1. Introduction
When working with Google’s Protocol Buffers (Protobuf) in Java, we inevitably encounter the need to handle binary data. This often leads to a choice between the standard byte[] and Protobuf’s custom ByteString class. While both represent a sequence of bytes, they have fundamental differences in their design and intended use.
In this article, we’ll explore the characteristics of both types, highlight their key differences with code examples, and provide guidance on when to use each for optimal performance and maintainability.
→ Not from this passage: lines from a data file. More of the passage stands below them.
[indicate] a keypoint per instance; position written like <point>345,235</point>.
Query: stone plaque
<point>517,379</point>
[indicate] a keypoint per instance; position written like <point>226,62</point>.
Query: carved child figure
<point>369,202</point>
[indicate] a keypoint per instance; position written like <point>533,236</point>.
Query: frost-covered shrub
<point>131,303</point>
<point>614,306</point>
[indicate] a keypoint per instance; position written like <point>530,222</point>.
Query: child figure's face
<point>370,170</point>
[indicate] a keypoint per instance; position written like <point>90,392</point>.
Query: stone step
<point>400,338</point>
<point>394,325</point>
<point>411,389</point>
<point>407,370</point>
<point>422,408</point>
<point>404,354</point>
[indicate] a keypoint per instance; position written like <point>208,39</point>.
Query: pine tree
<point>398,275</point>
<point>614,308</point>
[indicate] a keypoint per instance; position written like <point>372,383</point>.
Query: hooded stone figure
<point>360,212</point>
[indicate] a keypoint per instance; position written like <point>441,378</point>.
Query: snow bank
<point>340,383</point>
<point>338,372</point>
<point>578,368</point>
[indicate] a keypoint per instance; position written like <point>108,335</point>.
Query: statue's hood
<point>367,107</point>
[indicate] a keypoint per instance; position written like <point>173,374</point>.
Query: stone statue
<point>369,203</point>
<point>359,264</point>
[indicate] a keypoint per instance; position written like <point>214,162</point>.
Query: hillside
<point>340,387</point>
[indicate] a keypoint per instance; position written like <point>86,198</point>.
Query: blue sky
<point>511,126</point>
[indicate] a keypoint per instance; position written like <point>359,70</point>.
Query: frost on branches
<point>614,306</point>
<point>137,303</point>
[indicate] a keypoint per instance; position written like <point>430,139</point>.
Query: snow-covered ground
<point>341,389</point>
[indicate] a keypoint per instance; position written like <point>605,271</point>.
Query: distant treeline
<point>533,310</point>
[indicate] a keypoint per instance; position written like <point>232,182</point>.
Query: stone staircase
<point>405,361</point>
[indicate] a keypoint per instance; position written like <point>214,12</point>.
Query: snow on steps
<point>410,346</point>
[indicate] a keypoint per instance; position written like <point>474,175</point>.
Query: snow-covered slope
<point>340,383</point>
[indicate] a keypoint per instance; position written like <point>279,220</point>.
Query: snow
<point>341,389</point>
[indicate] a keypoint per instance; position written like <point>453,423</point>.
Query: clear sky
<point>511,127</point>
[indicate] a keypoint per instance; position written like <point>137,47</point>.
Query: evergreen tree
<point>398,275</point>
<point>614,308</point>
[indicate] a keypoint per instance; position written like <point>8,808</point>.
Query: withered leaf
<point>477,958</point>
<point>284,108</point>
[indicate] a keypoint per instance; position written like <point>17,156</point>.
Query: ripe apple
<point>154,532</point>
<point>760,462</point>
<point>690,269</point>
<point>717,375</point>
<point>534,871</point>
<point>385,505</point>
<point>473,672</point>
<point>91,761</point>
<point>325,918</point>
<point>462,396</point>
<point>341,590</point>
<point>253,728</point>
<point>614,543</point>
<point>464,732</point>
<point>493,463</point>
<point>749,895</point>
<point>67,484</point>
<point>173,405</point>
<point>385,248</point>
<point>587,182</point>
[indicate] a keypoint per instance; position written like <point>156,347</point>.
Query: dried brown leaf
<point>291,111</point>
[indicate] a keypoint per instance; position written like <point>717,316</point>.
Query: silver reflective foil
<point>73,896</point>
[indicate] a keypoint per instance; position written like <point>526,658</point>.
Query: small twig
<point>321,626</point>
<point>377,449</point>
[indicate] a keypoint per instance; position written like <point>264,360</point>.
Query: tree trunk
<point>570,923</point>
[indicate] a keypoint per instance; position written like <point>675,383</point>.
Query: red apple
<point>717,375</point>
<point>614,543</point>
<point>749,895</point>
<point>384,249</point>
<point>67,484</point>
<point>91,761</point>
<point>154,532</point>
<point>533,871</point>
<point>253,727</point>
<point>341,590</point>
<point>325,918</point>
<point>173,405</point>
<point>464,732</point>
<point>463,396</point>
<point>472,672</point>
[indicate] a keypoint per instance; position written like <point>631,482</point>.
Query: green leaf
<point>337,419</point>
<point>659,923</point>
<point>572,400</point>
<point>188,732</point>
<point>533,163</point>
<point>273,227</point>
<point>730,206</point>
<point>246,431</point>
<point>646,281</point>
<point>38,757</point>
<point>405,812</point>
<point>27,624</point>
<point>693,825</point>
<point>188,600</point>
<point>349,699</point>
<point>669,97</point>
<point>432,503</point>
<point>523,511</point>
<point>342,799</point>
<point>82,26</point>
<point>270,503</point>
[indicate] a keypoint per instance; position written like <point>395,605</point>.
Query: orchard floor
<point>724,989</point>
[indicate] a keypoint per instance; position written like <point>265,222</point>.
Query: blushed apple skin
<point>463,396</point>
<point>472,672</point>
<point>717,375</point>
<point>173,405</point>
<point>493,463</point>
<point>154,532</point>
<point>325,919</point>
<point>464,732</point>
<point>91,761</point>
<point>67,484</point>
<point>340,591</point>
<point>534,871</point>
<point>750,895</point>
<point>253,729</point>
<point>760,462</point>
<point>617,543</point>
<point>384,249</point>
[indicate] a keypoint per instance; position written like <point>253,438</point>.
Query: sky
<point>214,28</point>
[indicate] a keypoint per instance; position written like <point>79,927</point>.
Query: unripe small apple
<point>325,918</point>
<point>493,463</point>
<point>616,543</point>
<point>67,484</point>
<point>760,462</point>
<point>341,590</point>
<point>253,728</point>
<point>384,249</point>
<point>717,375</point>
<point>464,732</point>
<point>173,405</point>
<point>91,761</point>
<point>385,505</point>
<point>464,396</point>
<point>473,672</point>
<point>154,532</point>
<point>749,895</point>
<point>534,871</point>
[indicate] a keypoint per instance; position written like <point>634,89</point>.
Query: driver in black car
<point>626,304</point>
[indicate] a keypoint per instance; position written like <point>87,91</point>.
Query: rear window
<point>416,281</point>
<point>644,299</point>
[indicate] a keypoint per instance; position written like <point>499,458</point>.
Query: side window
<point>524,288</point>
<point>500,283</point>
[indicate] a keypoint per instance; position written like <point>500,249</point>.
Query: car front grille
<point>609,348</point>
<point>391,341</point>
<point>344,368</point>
2. Defining Maven Dependencies
To start, we’ll need to include the protobuf-java dependency in our project:
<dependency>
<groupId>com.google.protobuf</groupId>
<artifactId>protobuf-java</artifactId>
<version>4.31.1</version>
</dependency>
This dependency provides access to the ByteString class and the necessary Protobuf APIs.
3. Understanding byte[]
The byte[] is a core Java data structure for representing a sequence of raw bytes. Its primary characteristic is mutability. This allows us to modify its elements directly after creation, which is essential for tasks like building a buffer to read data from a stream.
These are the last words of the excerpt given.